Teter informed him that right-hander Jose Cisnero had cut his right elbow in an accident at his home on Monday. The cut required eight stitches and on Tuesday the Tigers placed Cisnero on the 10-day injured list.
“He slipped on his stairs at home,” Hinch said. “He slid down a couple of steps and put his arm down. He split it open on the outside of his elbow. He got eight stitches and the before and after pictures were both awful.”
Hinch said Cisnero would be shut down for a couple days to let it heal.
“It’s tough, especially for Jose who has done such a great job this year at the back end (of the Tigers’ bullpen),” Hinch said. “He’ll be out at least 10 days. I know where we are at on the calendar. We’ll just have to see where this leads.”
Despite two straight rough outings, Cisnero has been the primary setup man to Gregory Soto. He’s pitched in 67 games with 62 strikeouts in 61⅔ innings with 18 holds and four saves. He’s allowed seven of 33 inherited runners to score.
Right-hander Jason Foley was called up from Triple-A Toledo. It is his third stint with the Tigers this season.
Around the horn
Miguel Cabrera was named the Tigers' nominee for the prestigious Roberto Clemente Award. The award honors a player who best represents the game through extraordinary character, community involvement, philanthropy and positive contributions, both on and off the field.
… Pitching coach Chris Fetter, quality control coach Josh Paul and bullpen catcher Jeremy Carroll were all back with the club Tuesday. They had been quarantined the previous eight days after being victims of contact tracing.
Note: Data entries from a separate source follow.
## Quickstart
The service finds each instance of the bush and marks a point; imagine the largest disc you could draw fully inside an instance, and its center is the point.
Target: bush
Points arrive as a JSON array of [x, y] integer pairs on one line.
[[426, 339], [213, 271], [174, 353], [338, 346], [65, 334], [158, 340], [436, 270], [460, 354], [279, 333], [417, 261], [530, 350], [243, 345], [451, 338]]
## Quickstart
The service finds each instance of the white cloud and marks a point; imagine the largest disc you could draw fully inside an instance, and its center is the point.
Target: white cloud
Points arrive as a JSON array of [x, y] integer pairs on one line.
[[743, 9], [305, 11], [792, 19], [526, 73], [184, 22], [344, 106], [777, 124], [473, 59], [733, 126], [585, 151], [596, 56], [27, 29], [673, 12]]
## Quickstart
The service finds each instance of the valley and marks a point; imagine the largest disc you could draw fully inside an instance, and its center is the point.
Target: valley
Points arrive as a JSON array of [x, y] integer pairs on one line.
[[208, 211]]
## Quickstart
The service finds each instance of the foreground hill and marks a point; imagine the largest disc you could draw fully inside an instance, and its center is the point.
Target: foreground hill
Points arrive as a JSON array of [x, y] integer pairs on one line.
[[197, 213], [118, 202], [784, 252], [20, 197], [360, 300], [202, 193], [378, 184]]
… Bench coach George Lombard, who tested positive for COVID-19 in Pittsburgh, is on track to return this weekend for the Tigers series in Tampa. The timetable isn’t as clear for relievers Joe Jimenez and Miguel Del Pozo, who also tested positive. Hinch said they are both feeling better physically, but haven’t yet started a throwing program.
Brewers at Tigers
► First pitch: 1:10 p.m. Wednesday, Comerica Park, Detroit
► TV/radio: BSD, MLBN/97.1
► RHP Brandon Woodruff (9-8, 2.48), Brewers: It’s fair to wonder how he ever lost eight games. His four-seam fastball averages 96.5 mph. He’s got 103 punch-outs with it in 239 plate appearances, and a 30% swing-and-miss rate. His curve (.141 opponent average), change-up (.189) and slider (.241) are plus pitches, too.
► RHP Matt Manning (3-6, 6.14), Tigers: He had four strikeouts in three innings before he took comebacker off the inside of his knee in his last start. He didn’t miss any time between starts, though. His numbers show the difficulty of trying to develop against big-league hitters — .305/.355/.484 opponent slash-line, 91 mph average exit velocity on balls in play against him.